Pointing to the fact some politicians have withdrawn their labour in protest over Northern Ireland’s position within the United Kingdom, Sally says if they are looking for parity with their peers in the rest of the UK, then they should look at this parity for teachers’ pay.

Impartial Reporter: Sally Rees, NASUWT Junior Vice-President for NI and ERGS school representative.Sally Rees, NASUWT Junior Vice-President for NI and ERGS school representative.

“There is no parity [here] with the way people are paid in [the rest of] the UK. You take somebody who started teaching in Northern Ireland – they start on £24,000. We are the lowest-paid graduate profession across all of the UK.

“If they were in Scotland, they begin on £32,000. Why would anybody choose to stay here?

“The teaching profession, and the quality of education our young people receives, relies on us having the vibrant and best professionals in front of those pupils.”

Instead, there is a demoralised workforce in schools as the pressure keeps on mounting, while teachers are still doing their best for children, says Sally.

“They go above and beyond for the pupils, day in, day out, working all hours and night and day, particularly at this time of year as well.

“You know, they’re preparing kids for their GCSE and A-Level exams. They’re getting them ready for that, they’re marking coursework. They’re in school during their holiday time.

“People talk about our holidays – I don’t get overtime. I don’t get time in lieu. But I still work above and beyond every day of the week for my students, because I want the best for them, and they deserve the best, and that’s not just me – that is the picture across the country.”

Sally wants the strike action to bring the issue “front and centre” for people with local Council elections less than a month away, and also to put pressure on Stormont to be reformed as the education sector teeters on the brink.
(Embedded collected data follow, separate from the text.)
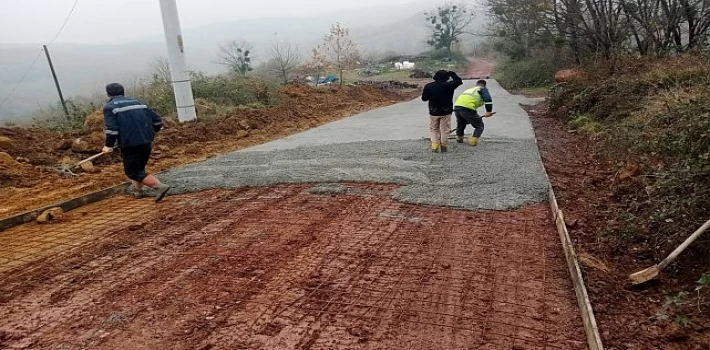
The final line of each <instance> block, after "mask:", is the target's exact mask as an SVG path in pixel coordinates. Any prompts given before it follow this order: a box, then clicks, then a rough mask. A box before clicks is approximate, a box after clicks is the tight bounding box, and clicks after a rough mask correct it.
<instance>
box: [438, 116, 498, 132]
mask: <svg viewBox="0 0 710 350" xmlns="http://www.w3.org/2000/svg"><path fill="white" fill-rule="evenodd" d="M496 113H498V112H493V113H491V117H492V116H494V115H495V114H496ZM481 118H483V117H481ZM489 118H490V117H489ZM454 131H456V128H453V129H451V131H449V134H451V133H452V132H454Z"/></svg>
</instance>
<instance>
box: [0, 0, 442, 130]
mask: <svg viewBox="0 0 710 350" xmlns="http://www.w3.org/2000/svg"><path fill="white" fill-rule="evenodd" d="M431 7H432V4H431V3H430V2H424V1H418V2H414V3H412V4H411V5H410V6H404V7H403V6H387V5H385V6H380V7H375V8H364V9H360V10H352V11H343V12H339V13H326V14H320V15H313V16H310V17H302V18H295V17H294V18H262V19H253V20H242V21H235V22H225V23H216V24H213V25H208V26H203V27H198V28H187V29H185V30H184V35H185V41H186V45H187V58H188V63H189V66H190V67H191V68H192V69H194V70H200V71H205V72H207V73H216V72H219V71H222V70H223V68H222V67H221V66H219V65H216V64H215V63H214V60H215V52H216V51H217V48H218V46H219V45H220V44H222V43H224V42H225V41H228V40H231V39H244V40H247V41H249V42H251V43H253V44H254V45H255V50H254V52H255V58H256V59H257V60H259V59H263V58H264V57H265V56H266V55H267V52H268V48H269V45H270V43H271V42H273V40H275V39H276V38H278V39H279V40H288V41H291V42H292V43H294V44H297V45H299V47H300V48H301V50H302V51H304V52H307V51H308V50H310V48H312V47H314V46H315V45H317V44H318V43H319V42H320V41H321V38H322V36H323V35H324V34H325V33H326V32H327V30H328V28H329V26H330V24H332V23H334V22H337V21H340V22H341V23H343V24H345V25H347V26H349V27H350V28H351V29H352V35H353V37H354V39H355V41H356V42H357V43H358V44H359V45H360V46H361V49H362V51H364V52H380V53H383V52H387V51H390V52H391V51H395V52H398V53H418V52H421V51H422V50H425V49H426V44H425V41H426V35H427V30H426V26H425V24H426V23H425V21H424V18H423V15H422V14H423V12H424V11H426V10H427V9H429V8H431ZM39 49H40V45H37V44H26V45H25V44H12V45H3V44H0V98H2V97H4V96H5V95H7V93H8V92H9V90H10V89H11V88H12V87H13V86H14V85H15V84H16V82H17V81H19V80H20V78H21V76H22V74H23V73H24V71H25V69H26V67H27V66H28V65H29V63H30V62H31V61H32V59H34V57H35V56H36V54H37V53H38V52H39ZM50 49H51V53H52V57H53V60H54V63H55V67H56V69H57V72H58V75H59V77H60V80H61V84H62V88H63V90H64V94H65V96H77V95H82V96H83V95H92V94H97V93H99V94H100V92H101V91H102V88H103V86H104V84H105V83H106V82H107V81H122V82H124V83H125V84H128V85H130V84H131V83H135V82H137V81H138V80H139V79H140V78H141V77H143V76H145V75H146V74H147V73H148V72H149V71H150V69H151V68H150V64H151V62H152V61H153V60H155V58H156V57H161V56H165V47H164V43H163V38H162V37H159V36H155V37H146V38H136V39H135V40H134V41H133V42H131V43H124V44H116V45H91V44H63V43H58V44H54V45H52V46H51V48H50ZM56 101H57V98H56V92H55V89H54V84H53V82H52V79H51V74H50V72H49V68H48V67H47V64H46V62H45V60H44V57H40V58H39V61H38V62H37V64H36V65H35V67H34V68H33V69H32V70H31V71H30V73H29V74H28V76H27V78H26V80H25V83H24V84H22V85H21V86H20V87H19V88H18V89H17V91H16V92H15V93H14V95H13V98H12V99H11V100H10V101H8V103H7V104H6V105H4V106H3V107H2V109H0V123H5V122H8V121H12V122H20V121H19V120H18V118H19V117H20V116H22V115H26V114H27V113H29V112H31V111H33V110H37V109H38V108H42V107H43V106H47V105H48V104H50V103H55V102H56ZM25 122H27V121H25Z"/></svg>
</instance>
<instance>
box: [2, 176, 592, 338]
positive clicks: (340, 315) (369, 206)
mask: <svg viewBox="0 0 710 350" xmlns="http://www.w3.org/2000/svg"><path fill="white" fill-rule="evenodd" d="M328 188H329V187H327V186H326V187H323V186H315V187H313V186H312V185H293V186H275V187H262V188H244V189H240V190H234V191H225V190H222V191H209V192H203V193H195V194H188V195H181V196H174V197H170V198H168V199H166V203H168V204H169V205H167V206H159V207H154V206H151V205H150V204H147V205H144V203H149V202H150V201H149V200H147V201H138V202H135V201H130V202H129V200H127V199H126V198H125V197H118V198H114V199H111V200H108V201H106V202H104V203H97V204H94V205H90V206H87V207H84V208H82V209H79V210H78V211H75V212H71V213H70V214H69V217H67V218H65V219H64V220H63V221H60V222H57V223H55V224H52V225H50V226H39V225H37V224H28V225H24V226H20V227H16V228H14V229H11V230H9V231H6V232H4V234H3V235H2V236H0V242H1V243H2V245H3V246H4V247H14V248H13V249H14V250H12V251H14V252H16V253H17V254H23V253H22V252H25V253H24V256H23V257H21V258H20V257H18V256H15V257H14V258H13V261H18V260H19V261H22V264H20V265H15V266H13V267H12V268H11V269H5V270H0V347H1V348H27V349H64V350H71V349H84V348H92V349H119V348H120V349H128V348H130V349H507V350H511V349H515V350H524V349H561V350H574V349H585V348H586V346H585V343H584V333H583V328H582V325H581V320H580V317H579V315H578V312H577V307H576V301H575V298H574V292H573V290H572V286H571V283H570V282H569V277H568V275H567V268H566V265H565V263H564V257H563V252H562V250H561V247H560V244H559V241H558V238H557V235H556V233H555V228H554V226H553V225H552V221H551V220H550V217H549V208H548V207H547V206H546V205H545V204H535V205H530V206H527V207H524V208H521V209H519V210H516V211H509V212H502V211H498V212H470V211H460V210H451V209H443V208H430V207H421V206H413V205H408V204H403V203H400V202H396V201H394V200H392V199H390V197H389V196H390V191H392V190H393V189H395V186H389V185H367V184H350V185H347V191H346V193H339V194H335V193H330V192H329V191H328V190H327V189H328ZM340 192H342V191H340ZM129 203H133V204H132V205H129ZM143 207H145V208H143ZM146 208H155V209H153V210H146ZM127 212H131V213H133V214H130V213H127ZM77 223H81V225H78V224H77ZM82 237H83V238H84V241H85V243H86V244H81V245H79V246H71V245H67V243H66V242H74V243H77V244H79V243H81V242H82V240H81V239H78V238H82ZM87 237H88V238H87ZM63 242H64V243H63ZM30 243H34V244H40V243H41V244H44V245H45V247H44V248H43V249H41V250H37V249H34V250H33V249H32V248H28V246H29V245H30ZM50 245H53V246H54V248H55V250H54V251H53V252H52V254H49V255H48V254H45V255H42V252H43V251H48V250H49V249H50V247H49V246H50ZM8 251H9V250H8V249H4V250H3V252H4V253H7V252H8ZM18 252H19V253H18Z"/></svg>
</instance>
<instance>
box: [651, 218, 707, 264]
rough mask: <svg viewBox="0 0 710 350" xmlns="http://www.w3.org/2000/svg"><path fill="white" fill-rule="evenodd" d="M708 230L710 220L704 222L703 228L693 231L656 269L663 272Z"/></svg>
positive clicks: (668, 255) (664, 259)
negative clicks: (692, 233)
mask: <svg viewBox="0 0 710 350" xmlns="http://www.w3.org/2000/svg"><path fill="white" fill-rule="evenodd" d="M708 228H710V220H708V221H707V222H705V224H703V226H700V228H699V229H698V230H697V231H695V232H694V233H693V234H692V235H690V237H688V238H687V239H686V240H685V242H683V244H681V245H680V246H679V247H678V248H676V249H675V250H674V251H673V252H672V253H671V254H670V255H668V257H667V258H665V259H663V261H661V263H660V264H658V269H659V270H663V269H664V268H665V267H666V266H668V265H669V264H670V263H672V262H673V260H675V259H676V258H677V257H678V255H680V253H682V252H683V251H684V250H685V249H687V248H688V246H689V245H691V244H692V243H693V242H695V240H696V239H698V237H700V235H702V234H703V233H704V232H705V231H706V230H707V229H708Z"/></svg>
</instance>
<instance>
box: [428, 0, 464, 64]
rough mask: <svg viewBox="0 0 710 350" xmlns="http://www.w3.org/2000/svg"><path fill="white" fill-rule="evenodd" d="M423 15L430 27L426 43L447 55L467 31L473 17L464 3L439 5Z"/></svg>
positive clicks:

“People will be saying, ‘Well, you’ve withdrawn your labour for a day’, but we’re making the point we’re not paid properly. Young people, and their education, hasn’t been invested in.

Impartial Reporter: Enniskillen Integrated teachers on strike last Wednesday.Enniskillen Integrated teachers on strike last Wednesday. (Image: John McVitty)

“The education system needs to be funded properly and properly resourced,” said Sally, who added if they did not fight for a change in the way teachers are paid and valued, the profession is at risk, before concluding: “And then what sort of state is the education system going to be in?”